Trey Murphy III keeping name in NBA Draft

trey murphy uva louisville
Trey Murphy III with the finish at the rim. Photo courtesy Atlantic Coast Conference.

It shouldn’t be a surprise that 6’9” forward Trey Murphy III is finally confirming that he will keep his name in the 2021 NBA Draft, meaning, he’s not returning to Virginia.

“I loved my time at UVA and everyone there, but it’s time for me to move on,” Murphy said to ESPN’s Jonathan Givony. “I feel like I am ready to take on this challenge. I wanted to show that I am fully committed to this opportunity, and how serious I am about this process. I’ve been looking forward to it my entire life. I’ve never been more ready to embark on this journey; I feel ready and confident.”

Murphy spent one season at UVA after transferring from Rice. He had been expected to sit out a year to bulk up and get acclimated to the system, but he applied for immediate eligibility, and on the eve of Virginia’s opener against Towson, was given the go-ahead.

Murphy went on to average 11.3 points per game, shooting 50.3 percent from the field and 43.3 percent from three-point range.

There was an unsettling tendency for him to disappear – his three points on 1-of-4 shooting in the 64-62 win over Georgia Tech in January, for instance, and the forgettable four points on 2-of-2 shooting in 36 minutes in the 66-65 loss at Duke in February.

Murphy finished up strong, averaging 14.0 points over his last four, albeit on 43.9 percent shooting, and 34.5 percent from three.

He never did seem to get what he was supposed to do in the Pack Line defense, but that was as much an issue of being rushed into action without the usual run-up of practices, scrimmages and early-season tune-ups as anything else.

“We had a great season, I enjoyed it a lot,” Murphy told Givony. “One of the most fun years of basketball I’ve been a part of. I grew a lot as a player, which I owe to Coach [Tony] Bennett. I wasn’t a great defender when I arrived, and I improved there. I’m a good defender now, and UVA helped me expand my game and become a more attractive prospect.”

Murphy is being projected as a late first- or early second-round pick in next month’s NBA Draft.

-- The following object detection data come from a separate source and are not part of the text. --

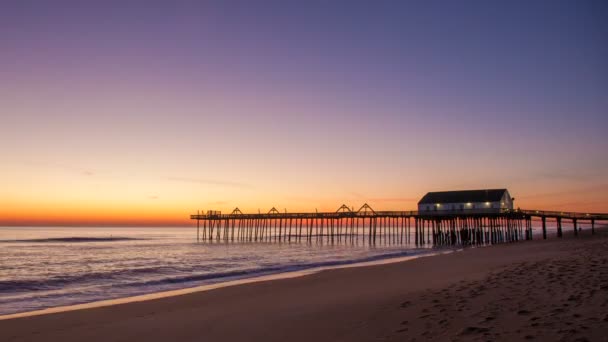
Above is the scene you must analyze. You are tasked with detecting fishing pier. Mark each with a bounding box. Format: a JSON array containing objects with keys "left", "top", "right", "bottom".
[{"left": 190, "top": 204, "right": 608, "bottom": 246}]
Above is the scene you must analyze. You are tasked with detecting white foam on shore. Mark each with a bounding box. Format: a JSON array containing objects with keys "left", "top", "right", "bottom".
[{"left": 0, "top": 249, "right": 456, "bottom": 320}]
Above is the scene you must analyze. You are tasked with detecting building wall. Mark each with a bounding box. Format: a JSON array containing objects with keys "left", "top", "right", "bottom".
[
  {"left": 418, "top": 198, "right": 504, "bottom": 212},
  {"left": 500, "top": 191, "right": 513, "bottom": 209}
]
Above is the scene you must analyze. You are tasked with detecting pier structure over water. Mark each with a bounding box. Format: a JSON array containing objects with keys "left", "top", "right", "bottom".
[{"left": 190, "top": 203, "right": 608, "bottom": 246}]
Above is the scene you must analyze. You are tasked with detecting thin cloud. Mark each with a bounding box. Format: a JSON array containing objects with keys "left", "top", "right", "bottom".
[
  {"left": 519, "top": 184, "right": 608, "bottom": 199},
  {"left": 167, "top": 177, "right": 253, "bottom": 189}
]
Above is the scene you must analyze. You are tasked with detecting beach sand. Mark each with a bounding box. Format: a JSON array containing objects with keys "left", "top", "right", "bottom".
[{"left": 0, "top": 229, "right": 608, "bottom": 342}]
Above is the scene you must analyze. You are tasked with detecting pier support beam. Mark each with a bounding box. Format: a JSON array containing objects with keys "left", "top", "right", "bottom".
[{"left": 541, "top": 216, "right": 547, "bottom": 240}]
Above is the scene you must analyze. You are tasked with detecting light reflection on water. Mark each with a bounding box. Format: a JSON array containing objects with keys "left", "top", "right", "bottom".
[{"left": 0, "top": 227, "right": 430, "bottom": 315}]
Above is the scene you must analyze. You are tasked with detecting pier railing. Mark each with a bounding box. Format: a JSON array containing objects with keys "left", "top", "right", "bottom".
[{"left": 190, "top": 204, "right": 608, "bottom": 245}]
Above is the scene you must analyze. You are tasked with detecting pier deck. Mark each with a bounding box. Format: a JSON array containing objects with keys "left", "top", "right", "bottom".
[{"left": 190, "top": 204, "right": 608, "bottom": 246}]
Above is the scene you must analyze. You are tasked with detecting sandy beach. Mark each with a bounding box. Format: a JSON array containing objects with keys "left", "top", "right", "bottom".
[{"left": 0, "top": 229, "right": 608, "bottom": 342}]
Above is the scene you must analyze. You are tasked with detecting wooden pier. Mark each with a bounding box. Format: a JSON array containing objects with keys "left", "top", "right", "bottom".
[{"left": 190, "top": 204, "right": 608, "bottom": 246}]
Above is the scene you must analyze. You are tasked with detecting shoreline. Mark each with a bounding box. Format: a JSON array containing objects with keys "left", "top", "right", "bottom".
[
  {"left": 0, "top": 245, "right": 456, "bottom": 321},
  {"left": 0, "top": 229, "right": 608, "bottom": 342}
]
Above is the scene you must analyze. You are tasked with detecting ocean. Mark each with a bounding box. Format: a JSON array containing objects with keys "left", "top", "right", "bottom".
[{"left": 0, "top": 227, "right": 436, "bottom": 315}]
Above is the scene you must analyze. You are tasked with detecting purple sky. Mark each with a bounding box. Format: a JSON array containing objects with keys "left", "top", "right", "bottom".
[{"left": 0, "top": 1, "right": 608, "bottom": 224}]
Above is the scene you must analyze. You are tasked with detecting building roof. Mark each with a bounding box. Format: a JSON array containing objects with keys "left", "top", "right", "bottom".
[{"left": 418, "top": 189, "right": 508, "bottom": 204}]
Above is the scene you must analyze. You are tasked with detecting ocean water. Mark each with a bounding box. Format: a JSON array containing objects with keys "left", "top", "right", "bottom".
[{"left": 0, "top": 227, "right": 435, "bottom": 315}]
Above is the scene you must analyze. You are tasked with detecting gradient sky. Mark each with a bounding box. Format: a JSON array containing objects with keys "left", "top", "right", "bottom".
[{"left": 0, "top": 0, "right": 608, "bottom": 225}]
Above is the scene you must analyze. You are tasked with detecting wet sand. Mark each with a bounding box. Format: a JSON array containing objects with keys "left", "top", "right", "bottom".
[{"left": 0, "top": 229, "right": 608, "bottom": 342}]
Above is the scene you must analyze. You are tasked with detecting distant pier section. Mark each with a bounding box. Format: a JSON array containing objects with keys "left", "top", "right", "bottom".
[{"left": 190, "top": 189, "right": 608, "bottom": 246}]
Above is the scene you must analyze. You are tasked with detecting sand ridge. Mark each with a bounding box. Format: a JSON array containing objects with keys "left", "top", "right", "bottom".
[{"left": 395, "top": 235, "right": 608, "bottom": 341}]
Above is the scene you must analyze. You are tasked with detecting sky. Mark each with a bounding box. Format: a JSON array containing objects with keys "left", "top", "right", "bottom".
[{"left": 0, "top": 0, "right": 608, "bottom": 225}]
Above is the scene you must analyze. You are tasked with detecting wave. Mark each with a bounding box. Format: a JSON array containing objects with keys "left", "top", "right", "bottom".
[
  {"left": 0, "top": 236, "right": 145, "bottom": 243},
  {"left": 0, "top": 250, "right": 430, "bottom": 293}
]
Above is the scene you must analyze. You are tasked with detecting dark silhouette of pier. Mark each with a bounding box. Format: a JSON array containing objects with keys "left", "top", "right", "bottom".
[{"left": 190, "top": 203, "right": 608, "bottom": 246}]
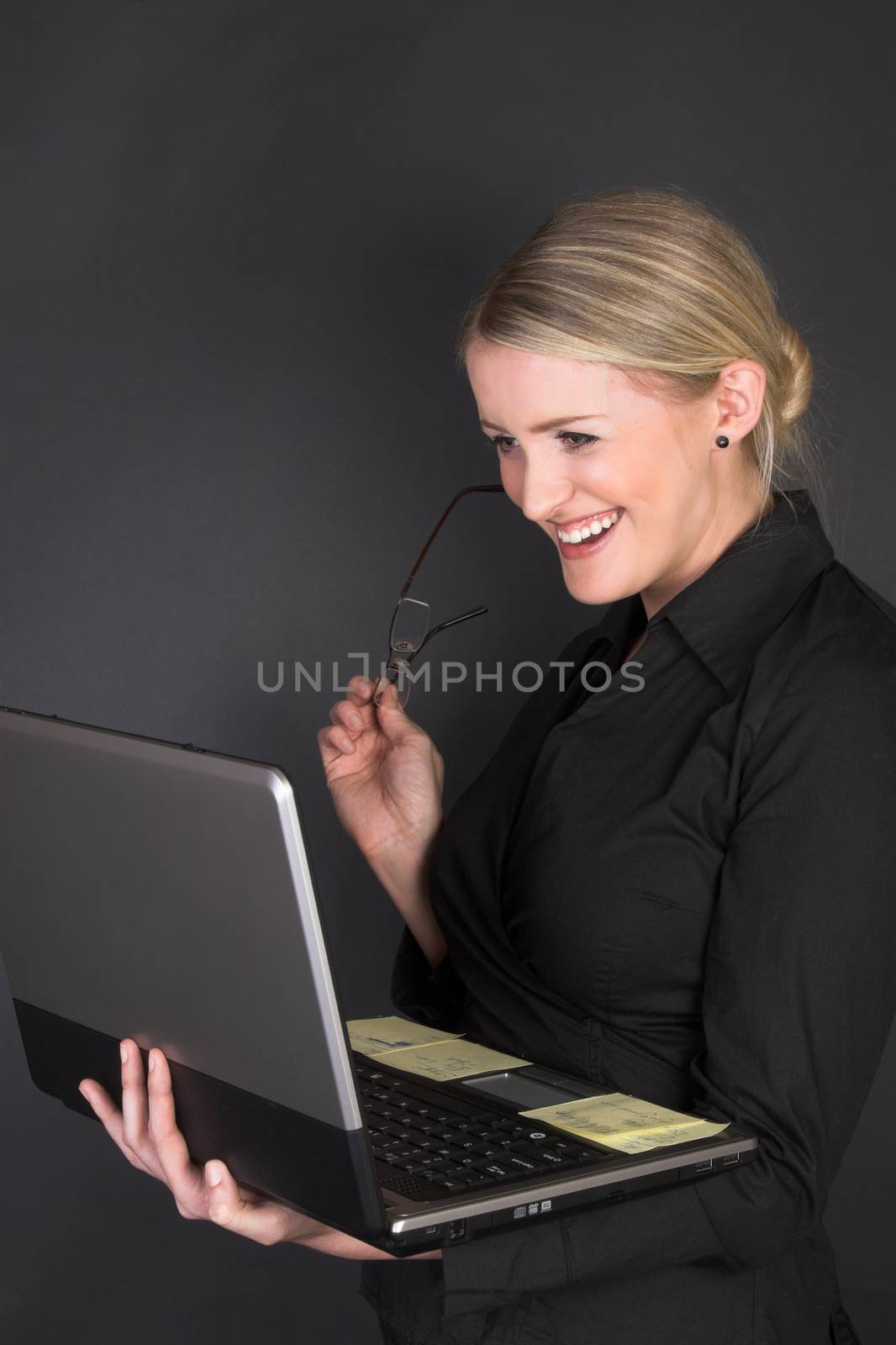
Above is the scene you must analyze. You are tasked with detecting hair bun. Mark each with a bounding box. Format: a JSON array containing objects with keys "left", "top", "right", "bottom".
[{"left": 780, "top": 318, "right": 813, "bottom": 425}]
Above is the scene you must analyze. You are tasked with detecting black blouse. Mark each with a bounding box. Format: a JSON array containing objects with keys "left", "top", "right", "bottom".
[{"left": 362, "top": 489, "right": 896, "bottom": 1345}]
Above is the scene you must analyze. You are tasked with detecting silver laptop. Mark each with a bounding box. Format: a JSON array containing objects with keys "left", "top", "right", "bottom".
[{"left": 0, "top": 706, "right": 757, "bottom": 1256}]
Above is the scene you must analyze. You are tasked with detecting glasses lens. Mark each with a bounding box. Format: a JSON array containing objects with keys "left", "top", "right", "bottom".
[
  {"left": 374, "top": 659, "right": 410, "bottom": 710},
  {"left": 389, "top": 597, "right": 430, "bottom": 657}
]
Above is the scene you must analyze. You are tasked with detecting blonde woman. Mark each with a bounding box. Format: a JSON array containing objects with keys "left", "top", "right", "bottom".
[{"left": 80, "top": 188, "right": 896, "bottom": 1345}]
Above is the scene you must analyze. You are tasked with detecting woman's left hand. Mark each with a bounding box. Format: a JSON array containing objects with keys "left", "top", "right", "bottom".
[{"left": 79, "top": 1038, "right": 441, "bottom": 1260}]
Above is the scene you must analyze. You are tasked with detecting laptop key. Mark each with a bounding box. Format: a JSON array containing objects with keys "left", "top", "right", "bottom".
[
  {"left": 472, "top": 1158, "right": 519, "bottom": 1179},
  {"left": 504, "top": 1152, "right": 545, "bottom": 1173}
]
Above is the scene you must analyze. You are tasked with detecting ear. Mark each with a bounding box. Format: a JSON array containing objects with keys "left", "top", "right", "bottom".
[{"left": 714, "top": 359, "right": 766, "bottom": 444}]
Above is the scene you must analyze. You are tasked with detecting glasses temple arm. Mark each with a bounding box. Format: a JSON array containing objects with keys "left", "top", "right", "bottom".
[
  {"left": 408, "top": 607, "right": 488, "bottom": 662},
  {"left": 398, "top": 486, "right": 504, "bottom": 594}
]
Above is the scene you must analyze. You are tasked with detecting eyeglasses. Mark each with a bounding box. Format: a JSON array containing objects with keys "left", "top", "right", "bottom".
[{"left": 374, "top": 486, "right": 504, "bottom": 708}]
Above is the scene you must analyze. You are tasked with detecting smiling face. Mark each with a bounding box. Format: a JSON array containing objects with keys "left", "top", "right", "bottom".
[{"left": 466, "top": 340, "right": 768, "bottom": 617}]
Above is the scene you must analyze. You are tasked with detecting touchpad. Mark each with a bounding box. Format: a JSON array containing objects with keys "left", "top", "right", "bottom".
[{"left": 463, "top": 1072, "right": 581, "bottom": 1111}]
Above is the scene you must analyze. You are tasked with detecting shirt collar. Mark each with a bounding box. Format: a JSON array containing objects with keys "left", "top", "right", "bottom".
[{"left": 601, "top": 489, "right": 835, "bottom": 695}]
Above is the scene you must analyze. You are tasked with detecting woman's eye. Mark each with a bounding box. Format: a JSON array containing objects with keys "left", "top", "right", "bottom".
[
  {"left": 557, "top": 429, "right": 598, "bottom": 452},
  {"left": 486, "top": 429, "right": 598, "bottom": 457}
]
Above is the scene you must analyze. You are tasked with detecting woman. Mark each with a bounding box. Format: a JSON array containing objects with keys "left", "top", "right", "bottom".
[{"left": 78, "top": 190, "right": 896, "bottom": 1345}]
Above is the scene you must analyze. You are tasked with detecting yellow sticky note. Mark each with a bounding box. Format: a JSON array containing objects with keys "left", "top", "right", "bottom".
[
  {"left": 345, "top": 1014, "right": 463, "bottom": 1060},
  {"left": 519, "top": 1094, "right": 730, "bottom": 1154},
  {"left": 371, "top": 1041, "right": 531, "bottom": 1081}
]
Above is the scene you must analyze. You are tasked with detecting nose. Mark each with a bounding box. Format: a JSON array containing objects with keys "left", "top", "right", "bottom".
[{"left": 519, "top": 460, "right": 574, "bottom": 523}]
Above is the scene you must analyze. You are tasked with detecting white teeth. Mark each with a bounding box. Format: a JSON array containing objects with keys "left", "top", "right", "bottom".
[{"left": 557, "top": 513, "right": 619, "bottom": 542}]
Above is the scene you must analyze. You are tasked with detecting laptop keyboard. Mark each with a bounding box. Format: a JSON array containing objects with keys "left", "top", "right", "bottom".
[{"left": 356, "top": 1054, "right": 609, "bottom": 1200}]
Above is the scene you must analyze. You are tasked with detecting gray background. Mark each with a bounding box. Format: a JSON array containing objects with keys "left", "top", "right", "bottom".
[{"left": 0, "top": 0, "right": 896, "bottom": 1345}]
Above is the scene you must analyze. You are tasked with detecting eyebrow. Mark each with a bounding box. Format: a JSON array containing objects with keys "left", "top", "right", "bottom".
[{"left": 479, "top": 412, "right": 604, "bottom": 435}]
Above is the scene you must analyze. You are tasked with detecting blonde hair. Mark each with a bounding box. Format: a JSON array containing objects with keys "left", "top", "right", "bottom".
[{"left": 456, "top": 187, "right": 824, "bottom": 530}]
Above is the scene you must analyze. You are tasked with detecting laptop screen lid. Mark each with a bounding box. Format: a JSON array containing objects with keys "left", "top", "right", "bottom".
[{"left": 0, "top": 708, "right": 385, "bottom": 1236}]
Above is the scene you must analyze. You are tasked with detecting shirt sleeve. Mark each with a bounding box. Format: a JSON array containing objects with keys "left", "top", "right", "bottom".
[
  {"left": 443, "top": 641, "right": 896, "bottom": 1316},
  {"left": 390, "top": 926, "right": 466, "bottom": 1031}
]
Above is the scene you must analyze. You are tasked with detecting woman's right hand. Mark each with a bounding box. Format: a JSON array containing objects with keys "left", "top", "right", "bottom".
[{"left": 318, "top": 675, "right": 445, "bottom": 869}]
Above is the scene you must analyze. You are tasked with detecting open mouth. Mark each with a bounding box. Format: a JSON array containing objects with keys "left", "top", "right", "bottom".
[{"left": 557, "top": 509, "right": 625, "bottom": 556}]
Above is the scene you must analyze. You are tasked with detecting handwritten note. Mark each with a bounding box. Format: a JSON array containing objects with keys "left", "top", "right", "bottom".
[
  {"left": 368, "top": 1041, "right": 531, "bottom": 1081},
  {"left": 519, "top": 1094, "right": 730, "bottom": 1154},
  {"left": 345, "top": 1014, "right": 463, "bottom": 1068}
]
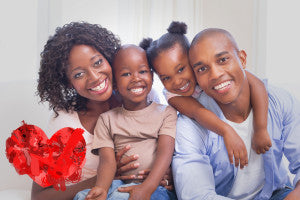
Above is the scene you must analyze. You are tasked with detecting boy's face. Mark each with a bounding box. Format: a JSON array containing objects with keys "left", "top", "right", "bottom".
[
  {"left": 113, "top": 46, "right": 153, "bottom": 110},
  {"left": 153, "top": 44, "right": 196, "bottom": 96},
  {"left": 189, "top": 33, "right": 247, "bottom": 104}
]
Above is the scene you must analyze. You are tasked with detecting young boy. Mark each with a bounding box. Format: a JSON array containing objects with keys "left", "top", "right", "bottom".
[{"left": 82, "top": 45, "right": 177, "bottom": 200}]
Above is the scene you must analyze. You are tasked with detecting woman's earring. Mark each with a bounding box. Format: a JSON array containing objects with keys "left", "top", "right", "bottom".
[{"left": 66, "top": 87, "right": 78, "bottom": 106}]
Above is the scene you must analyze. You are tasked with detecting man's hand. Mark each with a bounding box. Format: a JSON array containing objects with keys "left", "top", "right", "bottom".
[
  {"left": 252, "top": 129, "right": 272, "bottom": 154},
  {"left": 118, "top": 184, "right": 151, "bottom": 200},
  {"left": 85, "top": 186, "right": 107, "bottom": 200}
]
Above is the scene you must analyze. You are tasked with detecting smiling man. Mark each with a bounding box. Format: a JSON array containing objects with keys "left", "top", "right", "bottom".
[{"left": 172, "top": 29, "right": 300, "bottom": 200}]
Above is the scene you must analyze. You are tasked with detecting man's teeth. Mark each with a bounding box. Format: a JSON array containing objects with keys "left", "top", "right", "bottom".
[
  {"left": 91, "top": 81, "right": 105, "bottom": 91},
  {"left": 214, "top": 81, "right": 230, "bottom": 90},
  {"left": 130, "top": 88, "right": 143, "bottom": 94},
  {"left": 179, "top": 83, "right": 189, "bottom": 90}
]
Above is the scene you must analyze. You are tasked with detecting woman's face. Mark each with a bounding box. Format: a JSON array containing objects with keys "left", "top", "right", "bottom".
[{"left": 67, "top": 45, "right": 112, "bottom": 102}]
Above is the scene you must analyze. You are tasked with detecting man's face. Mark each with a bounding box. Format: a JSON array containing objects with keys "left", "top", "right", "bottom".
[{"left": 189, "top": 33, "right": 247, "bottom": 105}]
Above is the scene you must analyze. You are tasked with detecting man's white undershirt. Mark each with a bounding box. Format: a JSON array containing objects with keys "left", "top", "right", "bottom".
[{"left": 227, "top": 110, "right": 265, "bottom": 200}]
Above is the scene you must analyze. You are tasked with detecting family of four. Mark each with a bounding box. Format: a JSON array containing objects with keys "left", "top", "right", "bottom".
[{"left": 31, "top": 22, "right": 300, "bottom": 200}]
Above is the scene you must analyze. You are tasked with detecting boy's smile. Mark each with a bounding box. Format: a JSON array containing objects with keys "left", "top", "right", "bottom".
[
  {"left": 189, "top": 33, "right": 246, "bottom": 104},
  {"left": 113, "top": 45, "right": 153, "bottom": 110}
]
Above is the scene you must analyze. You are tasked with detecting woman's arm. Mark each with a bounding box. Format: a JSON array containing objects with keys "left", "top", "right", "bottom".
[
  {"left": 245, "top": 70, "right": 272, "bottom": 154},
  {"left": 168, "top": 96, "right": 248, "bottom": 168}
]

Bennett seemed to foresee that Murphy wouldn’t be back. His top priority in the transfer portal was scoring punch, which Virginia stands to get from former ECU power forward Jayden Gardner (18.3 ppg, 8.3 rebounds per game in 2020-2021) and former Indiana shooting guard Armaan Franklin (11.4 points per game, 42.9 percent from the field, 42.4 percent from three-point range in 2020-2021).